LEGO has had a long and illustrious history and has brought joy to children, young and old, for many decades. Their model kits are much-loved the world over and we'd be very surprised if you didn't have a few at home.
But have you ever wondered how LEGO set designs are achieved? Yes, so have we.
Join us as we explore, briefly, the rise of LEGO and follow one of their model kit series from concept through to mass production.
We love LEGO here at Interesting Engineering, so we'd like to take this opportunity to thank them for enriching our childhoods.
All hail LEGO.
What does LEGO actually mean?
LEGO is actually an abbreviation of the two Danish words "leg" and "godt" which loosely translated to English means "play well". According to LEGO, it's their name and their ideal which was officially adopted in 1934.

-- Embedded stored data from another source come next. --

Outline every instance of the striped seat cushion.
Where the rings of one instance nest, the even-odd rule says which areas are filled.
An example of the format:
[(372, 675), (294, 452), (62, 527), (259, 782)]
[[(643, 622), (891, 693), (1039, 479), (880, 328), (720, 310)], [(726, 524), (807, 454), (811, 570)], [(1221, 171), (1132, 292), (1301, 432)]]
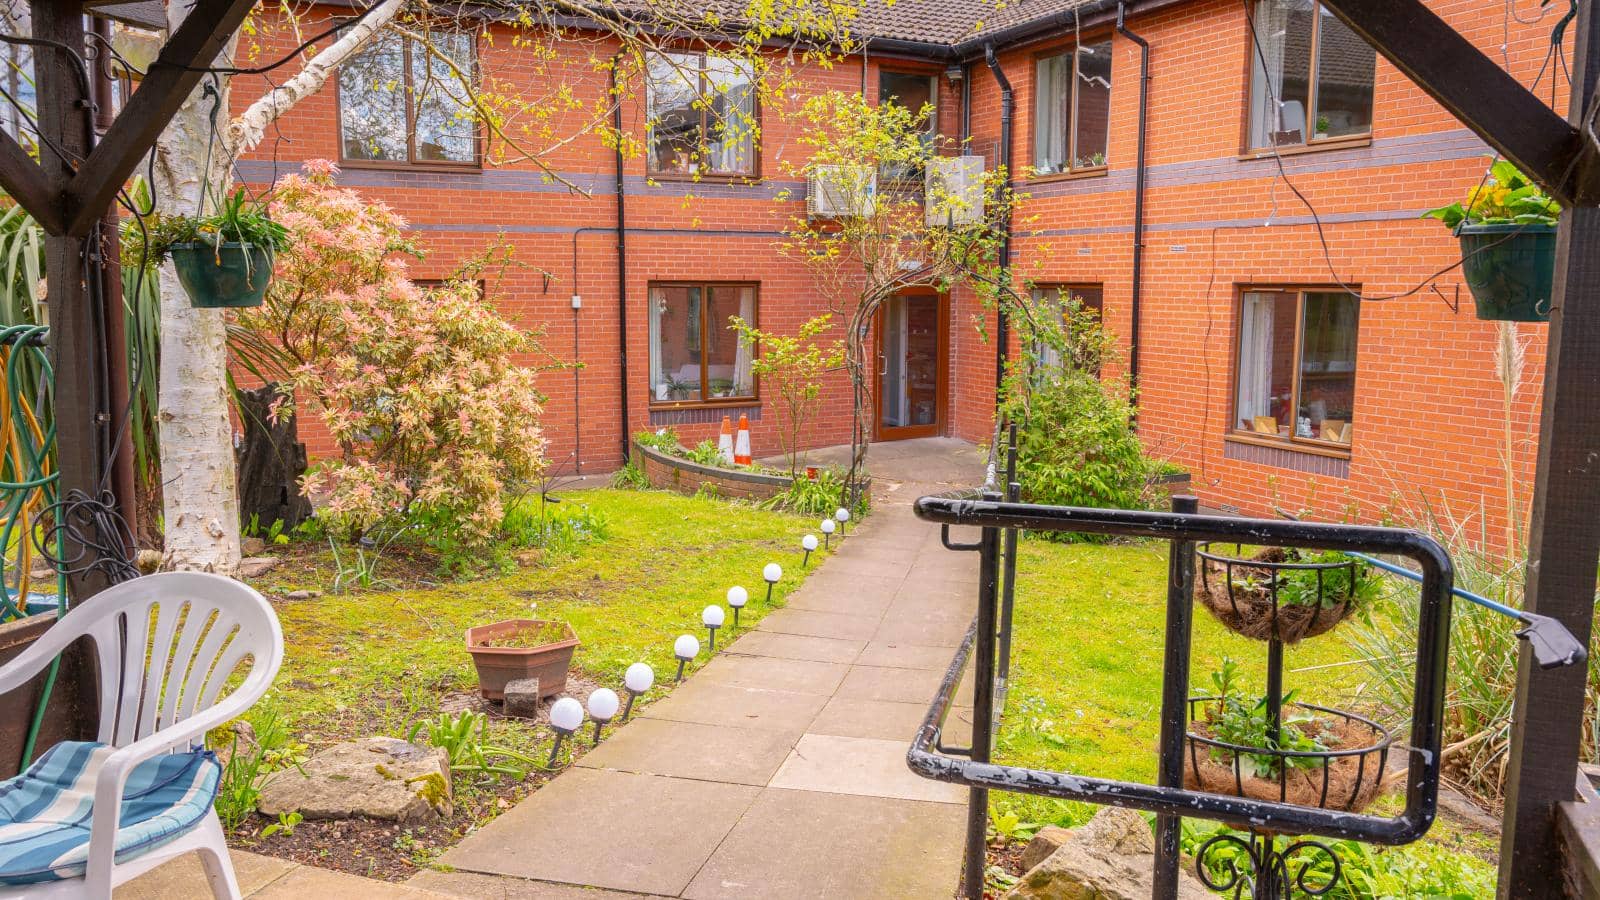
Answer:
[[(94, 782), (114, 748), (67, 741), (26, 772), (0, 781), (0, 884), (81, 876), (89, 856)], [(117, 862), (199, 824), (217, 796), (221, 766), (209, 750), (147, 759), (128, 775)]]

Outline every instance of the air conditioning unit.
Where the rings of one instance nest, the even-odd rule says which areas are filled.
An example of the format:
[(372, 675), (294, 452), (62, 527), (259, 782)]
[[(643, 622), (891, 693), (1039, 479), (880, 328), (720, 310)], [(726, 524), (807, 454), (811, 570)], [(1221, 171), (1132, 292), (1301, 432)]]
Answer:
[(870, 216), (878, 173), (868, 166), (813, 166), (806, 178), (806, 215), (813, 219)]
[(934, 157), (925, 177), (922, 206), (929, 226), (983, 223), (983, 157)]

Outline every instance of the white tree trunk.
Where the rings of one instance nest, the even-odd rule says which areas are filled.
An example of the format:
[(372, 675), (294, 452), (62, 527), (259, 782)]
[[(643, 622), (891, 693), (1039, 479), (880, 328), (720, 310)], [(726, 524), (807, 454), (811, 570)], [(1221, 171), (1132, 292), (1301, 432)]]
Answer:
[[(188, 15), (171, 2), (173, 31)], [(231, 56), (224, 53), (224, 57)], [(203, 94), (220, 87), (221, 97)], [(220, 102), (213, 138), (212, 104)], [(196, 215), (202, 193), (207, 211), (228, 188), (228, 78), (201, 82), (155, 148), (156, 210)], [(207, 148), (210, 160), (207, 161)], [(162, 565), (232, 575), (239, 569), (239, 494), (234, 482), (233, 422), (228, 410), (226, 312), (195, 309), (178, 283), (172, 263), (161, 267), (161, 365), (159, 385), (161, 505), (165, 542)]]

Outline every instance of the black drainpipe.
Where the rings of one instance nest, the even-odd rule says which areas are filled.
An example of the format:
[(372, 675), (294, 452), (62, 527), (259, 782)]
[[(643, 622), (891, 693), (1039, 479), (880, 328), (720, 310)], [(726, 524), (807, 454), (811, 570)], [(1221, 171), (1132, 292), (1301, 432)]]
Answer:
[[(611, 126), (618, 137), (622, 135), (622, 95), (617, 86), (617, 65), (622, 55), (617, 54), (611, 66)], [(632, 456), (632, 441), (628, 433), (628, 194), (623, 188), (622, 141), (617, 141), (617, 342), (621, 352), (622, 379), (622, 461)]]
[(1128, 326), (1128, 384), (1133, 402), (1139, 402), (1139, 306), (1144, 295), (1144, 193), (1145, 117), (1150, 110), (1150, 42), (1124, 24), (1126, 3), (1117, 4), (1117, 33), (1139, 45), (1139, 153), (1133, 174), (1133, 296)]
[[(1005, 70), (1000, 68), (1000, 58), (995, 56), (994, 44), (983, 45), (983, 61), (988, 64), (989, 71), (994, 74), (994, 80), (1000, 85), (1000, 164), (1006, 169), (1006, 188), (1011, 188), (1011, 123), (1016, 117), (1017, 98), (1011, 90), (1011, 82), (1006, 78)], [(1000, 278), (1002, 287), (1010, 287), (1011, 282), (1011, 215), (1006, 214), (1005, 233), (1000, 236)], [(1006, 346), (1011, 340), (1011, 329), (1006, 323), (1006, 310), (1003, 305), (995, 307), (995, 342), (994, 351), (994, 391), (995, 403), (1000, 402), (1000, 387), (1005, 383), (1006, 359), (1009, 354)]]

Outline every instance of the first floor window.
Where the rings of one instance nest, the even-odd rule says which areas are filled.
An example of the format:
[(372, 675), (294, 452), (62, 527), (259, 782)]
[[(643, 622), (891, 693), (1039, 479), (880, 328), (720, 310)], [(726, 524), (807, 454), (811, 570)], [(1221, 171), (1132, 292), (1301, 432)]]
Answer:
[(1255, 0), (1250, 147), (1372, 132), (1377, 51), (1317, 0)]
[(1105, 166), (1111, 140), (1111, 42), (1039, 60), (1033, 168), (1040, 175)]
[(1040, 309), (1060, 311), (1066, 350), (1074, 358), (1062, 356), (1060, 347), (1041, 341), (1034, 352), (1041, 369), (1073, 368), (1100, 374), (1100, 340), (1086, 332), (1099, 331), (1105, 312), (1105, 288), (1098, 284), (1041, 284), (1033, 289), (1034, 304)]
[(1234, 427), (1350, 446), (1360, 302), (1345, 291), (1245, 291)]
[[(922, 120), (922, 139), (926, 146), (933, 147), (935, 135), (939, 133), (939, 85), (938, 79), (932, 75), (912, 75), (906, 72), (891, 72), (885, 69), (878, 73), (878, 102), (880, 104), (892, 103), (913, 116), (927, 117)], [(879, 175), (883, 181), (920, 181), (921, 169), (909, 163), (885, 163)]]
[(476, 77), (477, 36), (430, 31), (428, 44), (384, 35), (339, 68), (339, 138), (345, 159), (478, 162), (478, 120), (461, 84), (462, 75)]
[(650, 288), (650, 400), (699, 403), (750, 400), (755, 348), (729, 320), (756, 324), (748, 284), (657, 284)]
[(652, 53), (646, 163), (659, 175), (755, 175), (756, 81), (744, 60)]

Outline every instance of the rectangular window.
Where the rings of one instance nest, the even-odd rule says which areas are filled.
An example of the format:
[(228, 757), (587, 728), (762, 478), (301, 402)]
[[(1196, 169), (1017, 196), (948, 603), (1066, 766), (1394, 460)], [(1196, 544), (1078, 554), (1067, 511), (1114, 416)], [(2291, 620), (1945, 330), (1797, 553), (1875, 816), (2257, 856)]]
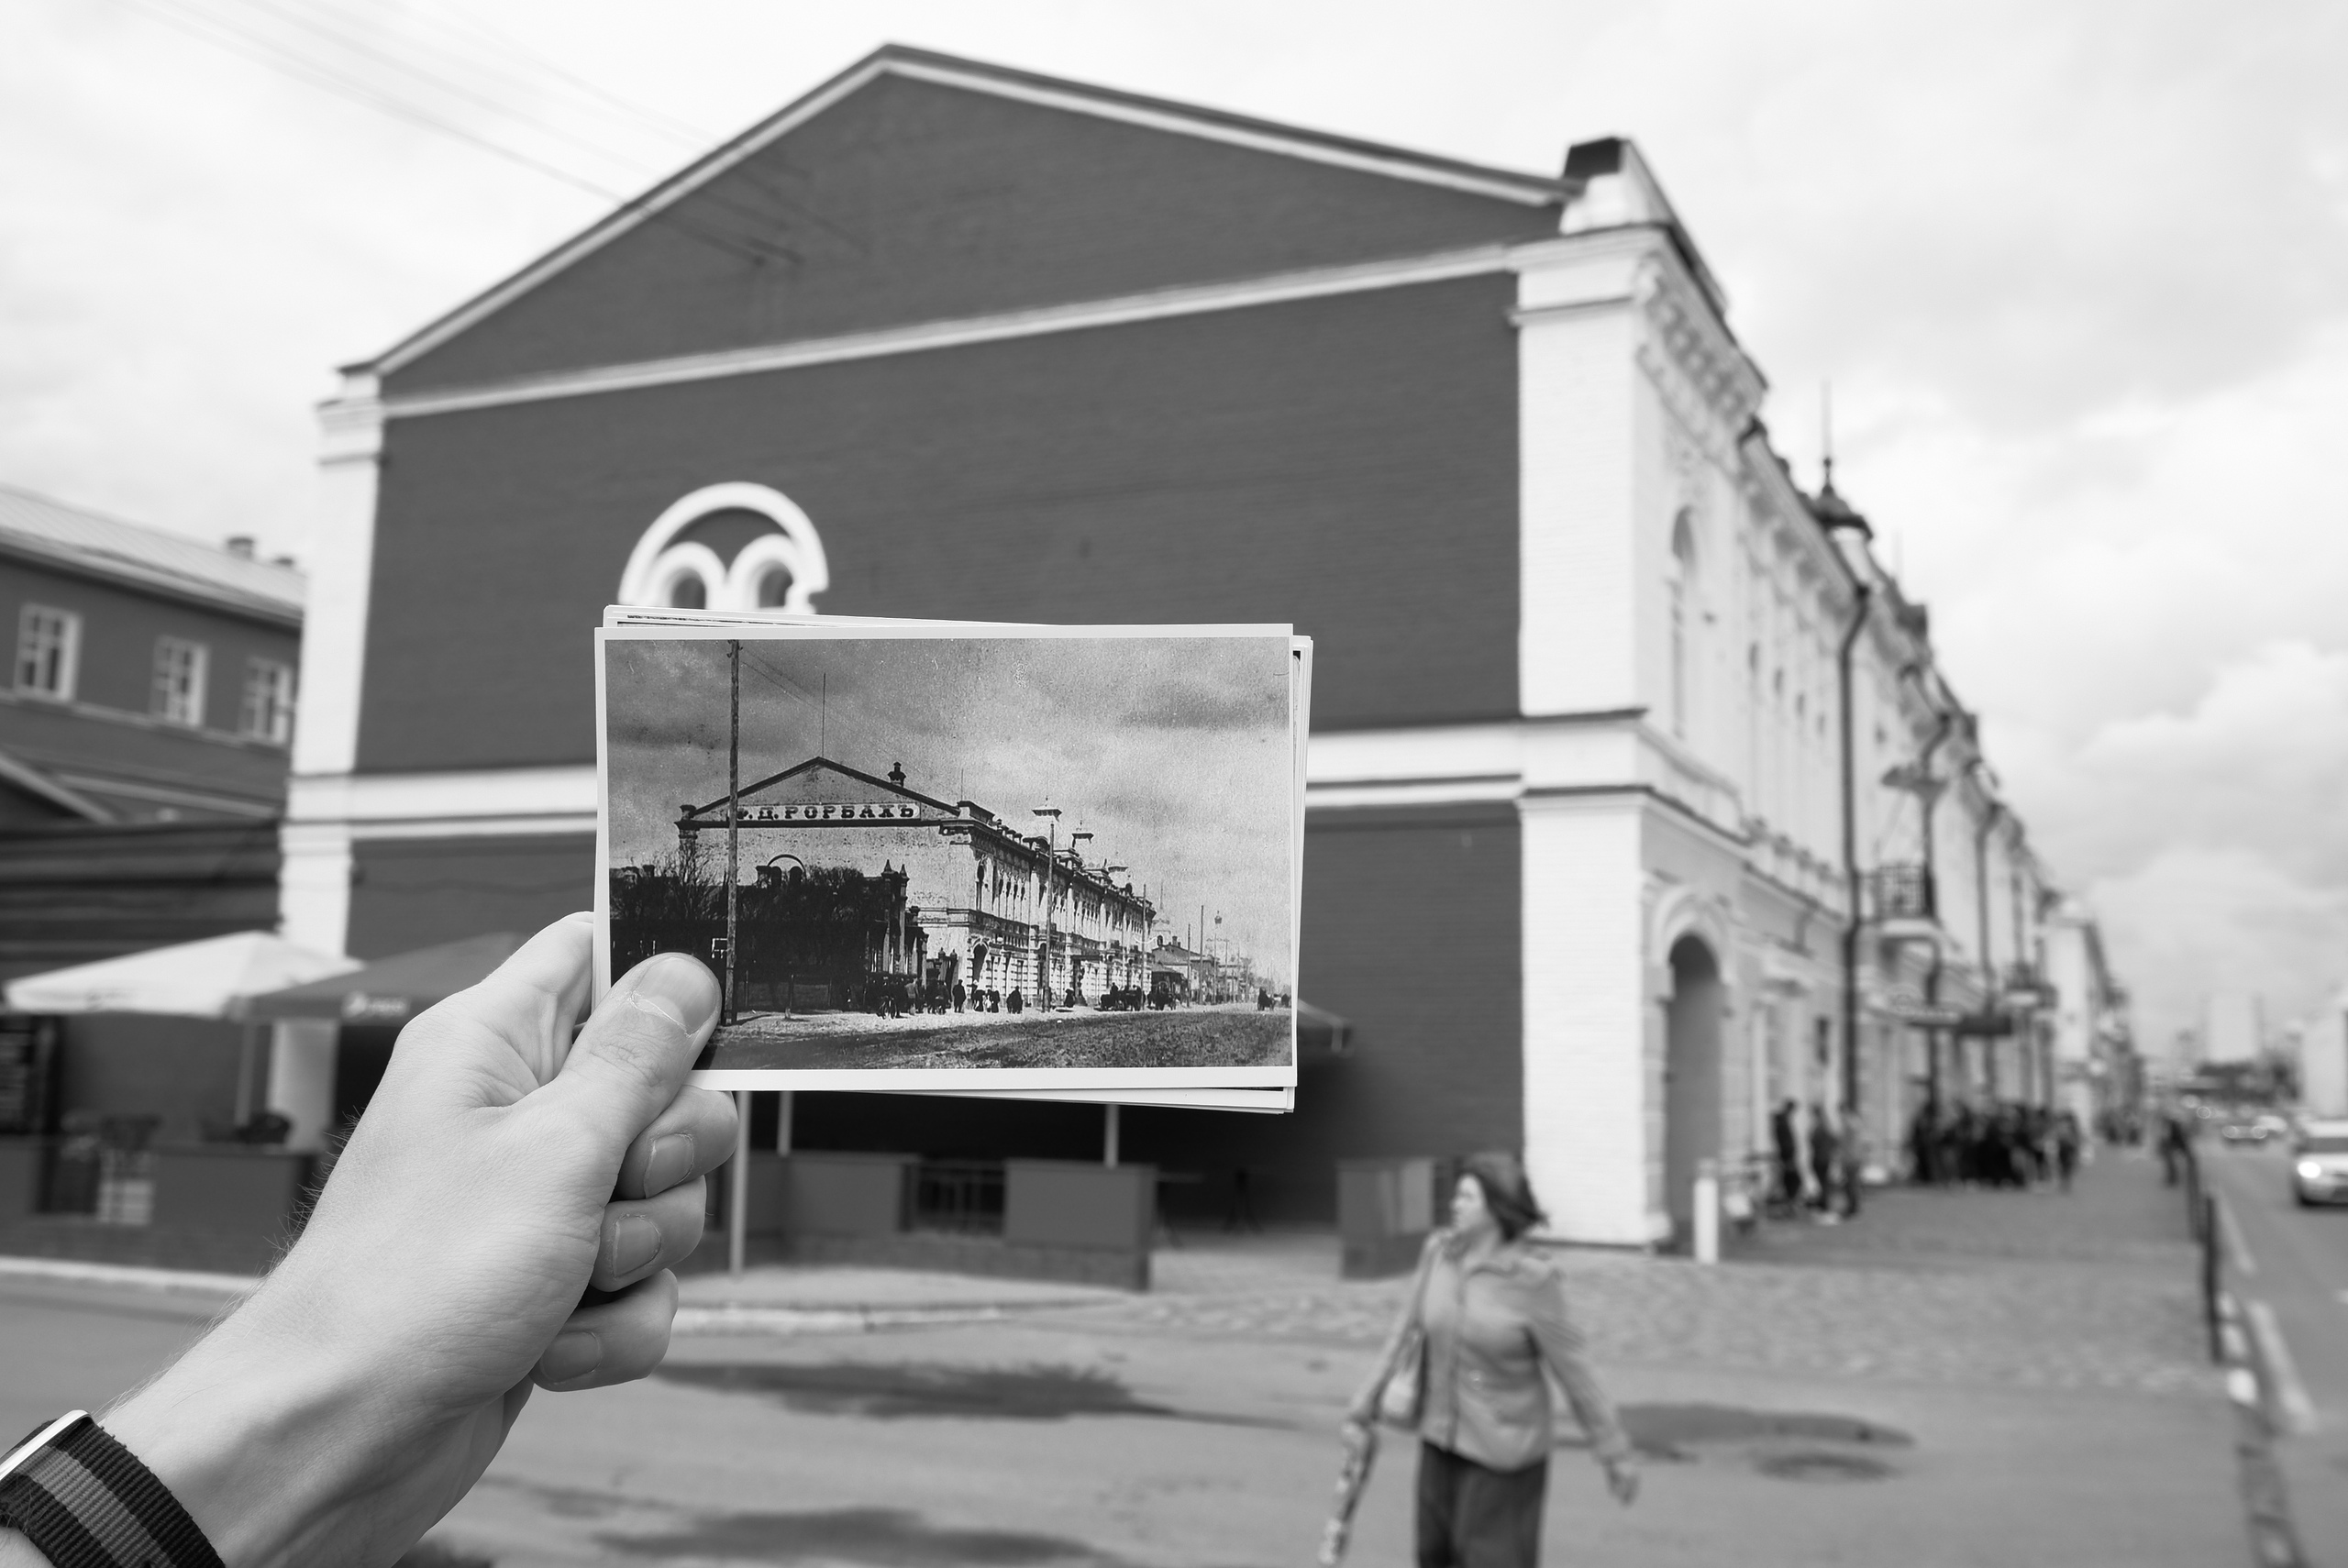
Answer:
[(17, 690), (71, 701), (81, 662), (82, 617), (46, 604), (26, 605), (17, 618)]
[(204, 678), (211, 650), (178, 637), (155, 639), (155, 688), (148, 712), (167, 724), (204, 723)]
[(294, 738), (294, 667), (273, 658), (245, 661), (245, 710), (238, 726), (254, 740), (283, 745)]

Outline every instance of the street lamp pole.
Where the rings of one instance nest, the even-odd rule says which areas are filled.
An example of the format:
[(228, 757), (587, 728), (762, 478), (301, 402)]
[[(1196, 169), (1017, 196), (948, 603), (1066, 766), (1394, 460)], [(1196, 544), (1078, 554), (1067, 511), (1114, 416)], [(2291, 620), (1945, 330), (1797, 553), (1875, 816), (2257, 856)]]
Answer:
[(1049, 819), (1044, 824), (1044, 951), (1036, 963), (1036, 1005), (1046, 1012), (1052, 1010), (1052, 867), (1060, 853), (1060, 809), (1058, 806), (1037, 806), (1036, 814)]

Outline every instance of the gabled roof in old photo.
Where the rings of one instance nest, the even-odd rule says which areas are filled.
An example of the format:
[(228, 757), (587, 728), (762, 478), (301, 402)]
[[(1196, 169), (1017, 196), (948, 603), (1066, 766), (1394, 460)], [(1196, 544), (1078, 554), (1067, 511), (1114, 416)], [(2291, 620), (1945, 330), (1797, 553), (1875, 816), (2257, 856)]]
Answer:
[(1561, 176), (892, 45), (385, 353), (398, 392), (1553, 233)]
[(0, 485), (0, 555), (286, 624), (302, 619), (290, 566)]
[[(944, 801), (936, 799), (935, 796), (925, 795), (918, 790), (909, 790), (904, 785), (899, 784), (892, 779), (876, 778), (860, 767), (850, 767), (845, 762), (834, 762), (828, 756), (811, 756), (806, 761), (798, 764), (796, 767), (786, 767), (780, 773), (770, 773), (754, 784), (745, 784), (741, 789), (741, 796), (742, 799), (747, 801), (751, 796), (759, 793), (761, 790), (770, 790), (778, 784), (785, 783), (791, 779), (802, 778), (807, 774), (817, 772), (836, 774), (842, 778), (868, 786), (875, 792), (876, 798), (886, 799), (894, 797), (912, 801), (918, 805), (927, 806), (932, 811), (943, 812), (949, 817), (954, 815), (954, 808), (947, 804)], [(687, 813), (687, 817), (688, 820), (690, 820), (692, 817), (699, 817), (711, 812), (718, 813), (718, 821), (721, 823), (725, 822), (725, 796), (720, 795), (717, 799), (710, 801), (705, 806), (693, 807)]]

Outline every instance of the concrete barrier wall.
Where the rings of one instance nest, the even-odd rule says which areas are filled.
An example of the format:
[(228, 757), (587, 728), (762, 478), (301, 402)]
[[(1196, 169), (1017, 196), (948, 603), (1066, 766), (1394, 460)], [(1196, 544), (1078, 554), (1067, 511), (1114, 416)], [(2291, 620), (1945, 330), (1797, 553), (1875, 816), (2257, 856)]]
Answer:
[(1157, 1223), (1157, 1167), (1006, 1160), (1002, 1239), (1013, 1246), (1147, 1253)]
[[(780, 1189), (781, 1223), (789, 1236), (894, 1236), (913, 1220), (913, 1154), (794, 1154), (778, 1157), (781, 1167), (770, 1192)], [(749, 1223), (759, 1225), (755, 1191), (759, 1165), (751, 1166)]]

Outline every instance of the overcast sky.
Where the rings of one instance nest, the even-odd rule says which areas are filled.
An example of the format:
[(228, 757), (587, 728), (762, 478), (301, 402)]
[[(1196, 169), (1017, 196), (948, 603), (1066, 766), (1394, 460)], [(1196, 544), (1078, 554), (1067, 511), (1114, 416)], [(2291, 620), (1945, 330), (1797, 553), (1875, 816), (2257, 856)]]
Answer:
[(887, 40), (1531, 169), (1633, 137), (1805, 482), (1832, 380), (2147, 1040), (2348, 979), (2336, 0), (311, 0), (338, 55), (268, 0), (0, 6), (0, 480), (297, 555), (330, 367), (608, 203), (223, 37), (619, 192)]
[[(654, 862), (680, 804), (725, 798), (726, 645), (615, 639), (605, 658), (613, 859)], [(908, 789), (1022, 834), (1057, 807), (1059, 843), (1091, 833), (1086, 861), (1124, 867), (1165, 934), (1195, 935), (1203, 904), (1211, 934), (1285, 979), (1289, 705), (1286, 637), (746, 641), (742, 784), (823, 756), (902, 764)]]

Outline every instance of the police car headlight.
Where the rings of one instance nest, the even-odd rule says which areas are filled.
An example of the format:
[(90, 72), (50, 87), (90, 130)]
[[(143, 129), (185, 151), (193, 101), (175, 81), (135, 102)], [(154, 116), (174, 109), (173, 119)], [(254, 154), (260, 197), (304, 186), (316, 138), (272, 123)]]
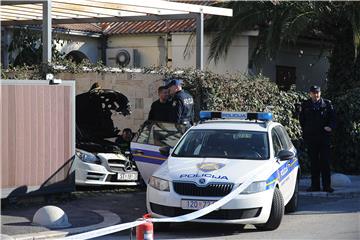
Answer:
[(152, 186), (153, 188), (155, 188), (159, 191), (170, 192), (169, 181), (167, 181), (167, 180), (152, 176), (149, 180), (149, 184), (150, 184), (150, 186)]
[(253, 182), (241, 194), (251, 194), (266, 190), (266, 181)]
[(94, 155), (94, 154), (92, 154), (90, 152), (86, 152), (84, 150), (76, 149), (75, 154), (83, 162), (95, 163), (95, 164), (100, 164), (101, 163), (100, 159), (96, 155)]

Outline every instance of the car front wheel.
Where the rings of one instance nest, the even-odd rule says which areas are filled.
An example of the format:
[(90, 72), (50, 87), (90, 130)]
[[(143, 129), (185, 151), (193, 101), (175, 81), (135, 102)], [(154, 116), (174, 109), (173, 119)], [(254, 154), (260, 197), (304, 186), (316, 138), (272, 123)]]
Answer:
[(283, 215), (284, 199), (280, 190), (275, 188), (273, 201), (271, 204), (270, 217), (266, 223), (256, 225), (256, 228), (260, 230), (275, 230), (280, 226)]

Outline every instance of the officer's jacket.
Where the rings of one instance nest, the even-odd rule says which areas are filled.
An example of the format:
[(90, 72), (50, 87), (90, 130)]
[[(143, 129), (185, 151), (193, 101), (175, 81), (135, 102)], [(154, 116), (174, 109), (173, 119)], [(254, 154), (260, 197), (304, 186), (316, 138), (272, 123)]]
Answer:
[(194, 100), (192, 96), (184, 90), (177, 92), (172, 99), (171, 122), (192, 122), (193, 117)]
[(299, 120), (305, 139), (328, 136), (324, 127), (336, 127), (335, 111), (331, 101), (323, 98), (317, 103), (313, 103), (311, 99), (304, 101), (301, 104)]

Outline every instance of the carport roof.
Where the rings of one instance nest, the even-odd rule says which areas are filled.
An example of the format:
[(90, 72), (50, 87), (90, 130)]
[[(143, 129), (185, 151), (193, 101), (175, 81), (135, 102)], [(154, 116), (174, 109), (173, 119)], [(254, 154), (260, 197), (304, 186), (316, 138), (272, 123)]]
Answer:
[(196, 19), (196, 67), (203, 69), (204, 15), (232, 16), (233, 10), (165, 0), (1, 0), (1, 26), (43, 28), (43, 63), (51, 62), (55, 24)]
[(41, 24), (43, 3), (51, 4), (53, 24), (168, 19), (169, 15), (203, 13), (232, 16), (232, 9), (164, 0), (2, 0), (1, 25)]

They later noticed that the term also means "I put together" in Latin (legō), which is very fortunate.
The evolution of LEGO
Ole Kirk Kristiansen was a master carpenter and joiner who founded a business in the village of Billund, Denmark in 1932. He initially started building stepladders, ironing boards, and stools.
When he began having trouble sourcing enough wood to make these products, Kristiansen decided to change tactics and try and make wooden toys for children instead.
Kristiansen continued to grow the business and in 1946 decided to invest in new technology, plastic injection molding. This was seen as a little crazy at the time.
Critics noted that children would never want plastic toys, instead, they preferred and loved wooden ones. Ignoring the critics, he decided to experiment with making blocks that were initially stackable rather than the inter-lockable ones we love today.
In 1949, LEGO produced around 200 different plastic and wooden toys. These included the Automatic Binding Bricks which were the direct forerunners to modern bricks.
These were initially sold in Denmark exclusively. In the early 1950's LEGO officially called these "LEGO Mursten" or LEGO bricks and succeeded in acquiring a trademark for them. They were later patented in 1958. 1960 saw a devastating fire in their wooden toy warehouse and LEGO stopped building them altogether afterward.
Ever since, LEGO has continued to innovate and add new design LEGO kits and blocks all around the world.
If you would like to know more, you can view their entire history here.
Designing a LEGO kit
Rather than giving a generalized overview, it might be worth actually following one particular series of kits from inception through to marketing. To this end, the following is based on a series of videos as part of the marketing for the "Cars" concept and design LEGO kits.
LEGO kits begin life, as a big pile of loose bricks, or "elements," as LEGO prefers to refer to them. The designers get to plunder the "vaults," or stores, where all currently available elements are stored and cataloged. These even have handy reference displays at the end of each aisle for ease of reference.
Once designers have got a good stock of pieces to work with, they begin to experiment with them to get a rough model of the intended final product.
They may get lucky and be able to assemble the model from the existing pieces. If not, they'll need to have some new pieces specially made.
Some sources seem to indicate that this should be the last resort in order to keep the production of the kit costs, and therefore shelf price, as low as possible. New pieces could mean anything from simply changing the color of an existing element to of course a completely new design.
Other considerations include trying to keep a balance within an existing theme and look (Star Wars, Pirates, etc) as well as the number of blocks per kit, and age group they are targeting.
Creating new blocks, sorry "elements"
New elements are first hand-drawn and then translated into 3D on CAD programs. Here the designers play around with texture, color, and finish.
Once LEGO designers are happy, the designs are sent to print in their prototypes lab.
In recent years, they have begun implementing a 3D printer.
Once printed, they are washed and dried, and then they need to be painted and decorated if needed.
Decals, if needed, are also designed and printed as stickers ready for applying to the new element. The designers experiment with colors and details until they get the closest fit to what they are trying to emulate.
Once happy with the basic design, and new elements and decals have been created, the kit is ready for test production. Elements are printed with decorations which are stamped on, rather than using stickers (though not always) in a fully automated manufacturing process at LEGO's production plants.
Once the kit is finalized, there is one missing piece in the final kit. As everyone knows, each and every LEGO kit comes complete with its very own set of easy-to-follow instructions.
Like other parts of the process, these are designed on a computer. This process isn't always foolproof, however.
The instructions are also tested to ensure they capture all the necessary steps involved in building the final model. Errors can occur, as you'd expect, and constant communication is made between team members to constantly amend and refine the instructions.
Generally, this is a very professional process, but you can't blame the designers for having a little playtime with the models. After all, they are toys. So they need to be fun, right?
As with all toys, new design LEGO kits need to pass the highest quality assurants — children. This process includes using child testers to give their views on how easy to follow the instructions are, and if the final model is fit for purpose.
Minor tweaks and refinements are made constantly until the kit is finally ready for mass production, packaging, and marketing.
And that is a wrap ladies and gentlemen.